Union of a finite set and a countably infinite set is countably infinite

Ok, here is the problem statement:

Prove that if $S$ is any finite set of real numbers, then the union of $S$ and the integers is countably infinite.

This seems pretty obvious to me, knowing that 2 countable sets are countable. But is there some step by step way to prove this? Like do I need to prove bijectivity or something? Thanks!

Solution 1:

Yes, give a bijection between $\Bbb N$ and $\Bbb Z\cup S$, that is a sequence in the latter which uses each element exactly once.
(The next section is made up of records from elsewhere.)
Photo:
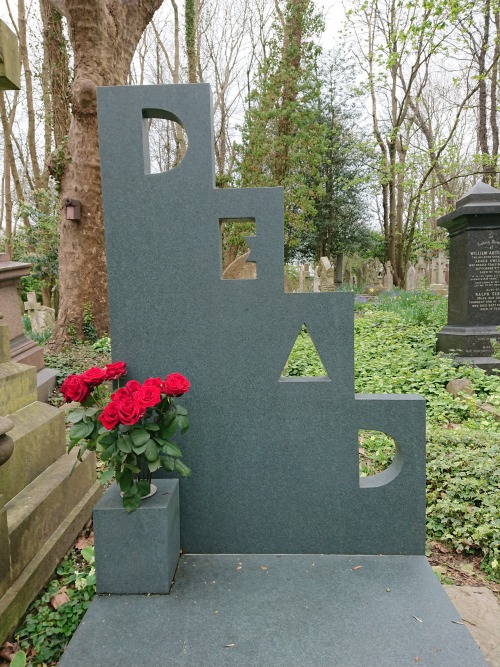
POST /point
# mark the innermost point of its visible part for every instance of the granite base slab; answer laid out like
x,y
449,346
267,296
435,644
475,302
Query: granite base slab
x,y
281,611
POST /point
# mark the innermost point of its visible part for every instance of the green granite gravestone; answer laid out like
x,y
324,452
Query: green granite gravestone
x,y
275,460
275,508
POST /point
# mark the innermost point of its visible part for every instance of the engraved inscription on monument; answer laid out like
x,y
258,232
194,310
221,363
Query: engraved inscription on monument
x,y
484,270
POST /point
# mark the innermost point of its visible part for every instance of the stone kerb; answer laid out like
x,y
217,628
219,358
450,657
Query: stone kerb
x,y
276,461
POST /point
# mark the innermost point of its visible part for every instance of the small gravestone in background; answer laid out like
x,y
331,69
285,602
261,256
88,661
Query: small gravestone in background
x,y
474,279
42,318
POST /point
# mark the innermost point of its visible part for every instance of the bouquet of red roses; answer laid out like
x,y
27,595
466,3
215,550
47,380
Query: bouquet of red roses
x,y
132,431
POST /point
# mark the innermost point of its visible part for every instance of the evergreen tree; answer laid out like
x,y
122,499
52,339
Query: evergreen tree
x,y
340,223
283,139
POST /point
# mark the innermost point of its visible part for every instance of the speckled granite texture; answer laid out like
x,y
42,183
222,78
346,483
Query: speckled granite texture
x,y
281,611
275,463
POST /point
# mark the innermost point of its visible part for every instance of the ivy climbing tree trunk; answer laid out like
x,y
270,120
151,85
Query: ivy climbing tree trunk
x,y
104,35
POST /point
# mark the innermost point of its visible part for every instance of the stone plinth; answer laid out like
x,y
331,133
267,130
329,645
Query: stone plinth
x,y
474,283
137,553
23,349
10,65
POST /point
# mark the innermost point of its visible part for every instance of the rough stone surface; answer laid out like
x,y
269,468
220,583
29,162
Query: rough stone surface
x,y
275,463
480,610
17,386
4,553
37,511
460,386
137,552
25,588
6,448
474,283
281,611
39,440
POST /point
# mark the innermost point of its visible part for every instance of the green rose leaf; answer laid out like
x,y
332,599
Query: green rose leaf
x,y
107,453
151,452
183,423
172,449
125,480
124,445
182,468
106,476
80,430
107,439
131,503
139,436
152,427
167,431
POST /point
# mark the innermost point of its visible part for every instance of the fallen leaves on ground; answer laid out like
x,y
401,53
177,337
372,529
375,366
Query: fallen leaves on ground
x,y
61,597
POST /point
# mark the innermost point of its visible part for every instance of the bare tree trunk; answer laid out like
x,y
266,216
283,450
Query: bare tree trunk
x,y
56,52
40,178
482,132
104,35
191,21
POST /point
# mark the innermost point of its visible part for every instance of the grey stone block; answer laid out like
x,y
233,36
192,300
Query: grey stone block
x,y
138,552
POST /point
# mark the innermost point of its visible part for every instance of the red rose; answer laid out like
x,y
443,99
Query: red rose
x,y
75,389
115,370
132,386
120,394
155,382
147,396
175,385
110,416
94,376
129,411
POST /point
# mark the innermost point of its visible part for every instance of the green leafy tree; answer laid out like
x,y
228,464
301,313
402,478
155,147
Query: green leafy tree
x,y
283,138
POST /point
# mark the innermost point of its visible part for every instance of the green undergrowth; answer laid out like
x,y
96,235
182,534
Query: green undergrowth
x,y
394,346
54,616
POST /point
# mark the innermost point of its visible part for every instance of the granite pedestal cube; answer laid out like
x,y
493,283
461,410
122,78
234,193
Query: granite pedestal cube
x,y
137,553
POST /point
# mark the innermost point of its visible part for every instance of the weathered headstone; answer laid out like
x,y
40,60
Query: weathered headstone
x,y
42,318
43,505
326,275
474,282
23,350
388,277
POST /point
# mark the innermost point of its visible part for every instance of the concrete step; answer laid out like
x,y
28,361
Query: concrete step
x,y
36,512
39,440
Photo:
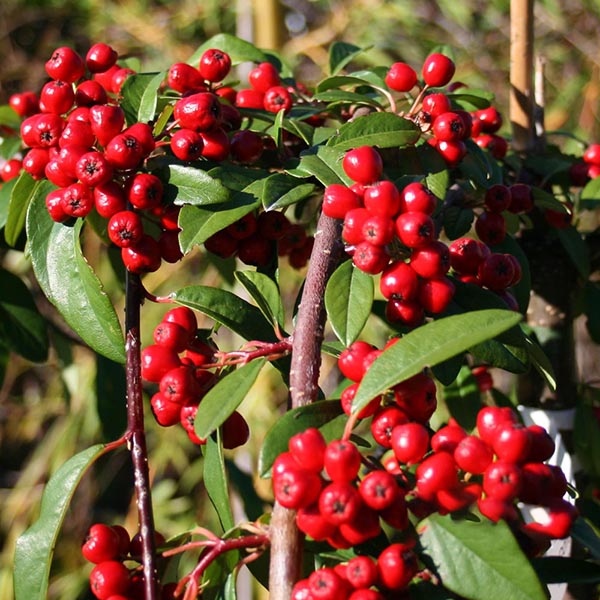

Say, $S\setminus\Bbb Z=\{s_1,..,s_k\}$. Then for example this sequence gives a bijection: $$(s_1,s_2,...,s_k,0,1,-1,2,-2,3,-3,4,-4,\dots)$$ That is, $1$ will be mapped to $s_1$, $k+1$ will be mapped to $0$, $k+2$ to $1$, and so on...

Solution 2:

It is simple to prove that the countable union of countable sets is countable: Lay out each set in a line (if finite, just repeat over and over), and then go over the elements $e_{i j}$ diagonally: First 0, 0; then 0, 1 and 1, 0; then 2, 0 and 1, 1 and 0, 2; ... If an element has shown up already, skip it. This gives a biyection between $\mathbb{N}$ and the union, unless the union is finite.